Queste due diverse dimensioni hanno comunque entrambe qualche elemento di verità anche se visti sul campo i giovani appaiono molto più protagonisti del loro futuro di quanto possa apparire a prima vista. È quanto emerge dal lavoro di ricerca condotto da Veronica Ronchi, docente di Economia e di Storia delle relazioni economiche internazionali presso l’Università degli Studi di a Milano, e raccontato nel “La dimensione giusta – Giovani lavoratori nella PMI italiana” (ed. goWare, pagg. 120, € 12,99).

Tante storie, ognuna con il proprio carattere, unite dal filo conduttore di una presenza sociale che chiede un attento sviluppo della personalità. Un viaggio tra antropologia e sociologia per delineare anche le particolari caratteristiche della realtà economica italiana caratterizzata dalle piccole e medie imprese.

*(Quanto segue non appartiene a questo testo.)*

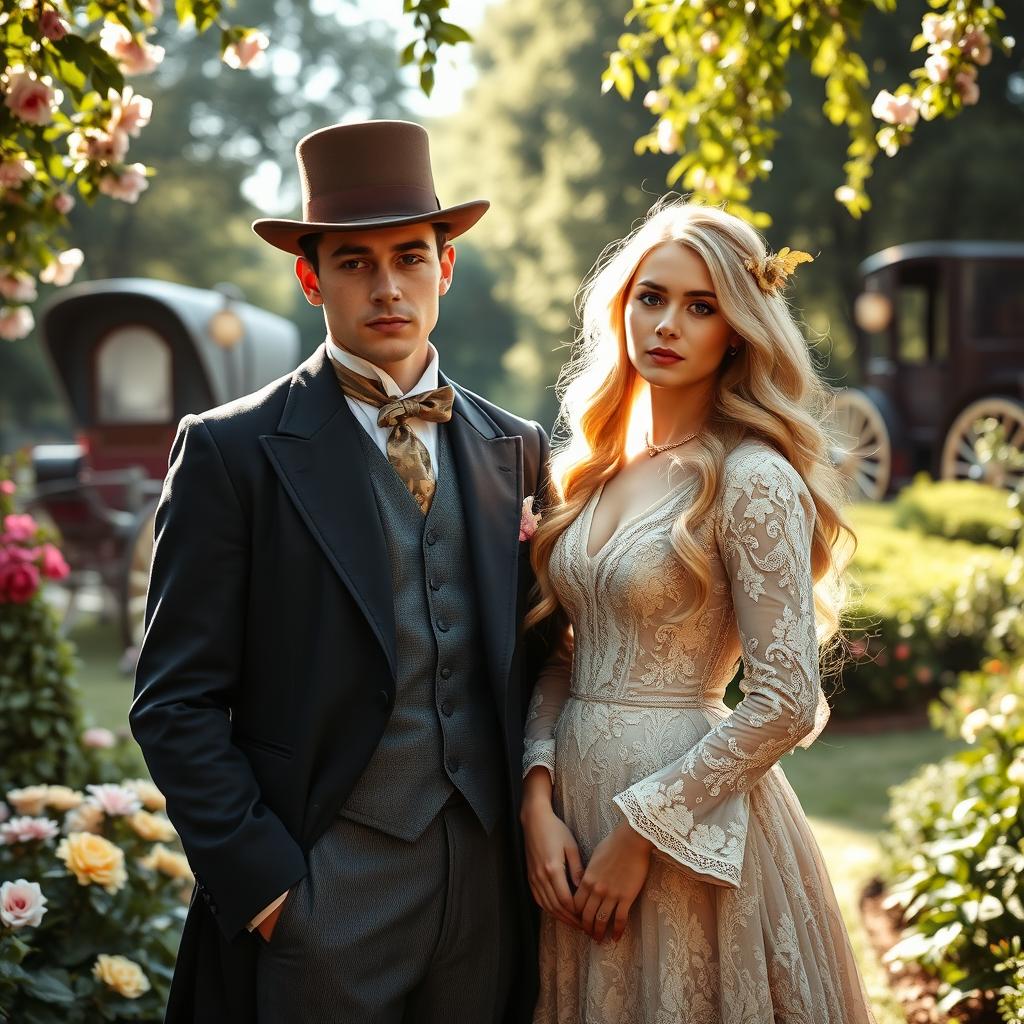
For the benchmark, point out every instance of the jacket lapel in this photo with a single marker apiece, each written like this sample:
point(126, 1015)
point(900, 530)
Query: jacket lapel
point(489, 470)
point(318, 458)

Come scrive Giulio Sapelli nell’introduzione, “il libro offre anche una disanima attenta, completa e indipendente di dati che servono bene a inquadrare la specificità ontologica della piccola e artigiana impresa, così come quella, tanto diversa, dell’impresa media, ultime resistenze attive del patrimonio italico di civilizzazione industriale e dei servizi alle imprese”.

Vengono sottolineate così le grandi potenzialità dei giovani, ma anche il disagio di dover accettare spesso lavori non compatibili con le professionalità acquisite nella scuola o verso le quali si sentono portati. I talenti rischiano di essere dispersi anche per la mancanza non solo di formazione adeguata, ma anche delle informazioni di base che potrebbero fornire ai giovani una guida per incamminarsi nel mondo del lavoro.

Il tasso di disoccupazione giovanile, oltre il 30%, non costituisce quindi solo un problema personale, ma è sempre di più un problema collettivo di una società che perde di vista la dimensione dell’inclusione e che nega l’opportunità di far partecipare i giovani in maniera più piena.

La ricerca, condotta grazie a K Finance, in occasione del ventennale, e PKF, è stata realizzata su un campione nazionale di imprenditori e giovani lavoratori under 30. E fa emergere comunque un mondo giovanile dinamico e capace di adattarsi alle trasformazioni del mercato, un mondo in cui non mancano i segni di speranza per una crescita sociale complessiva.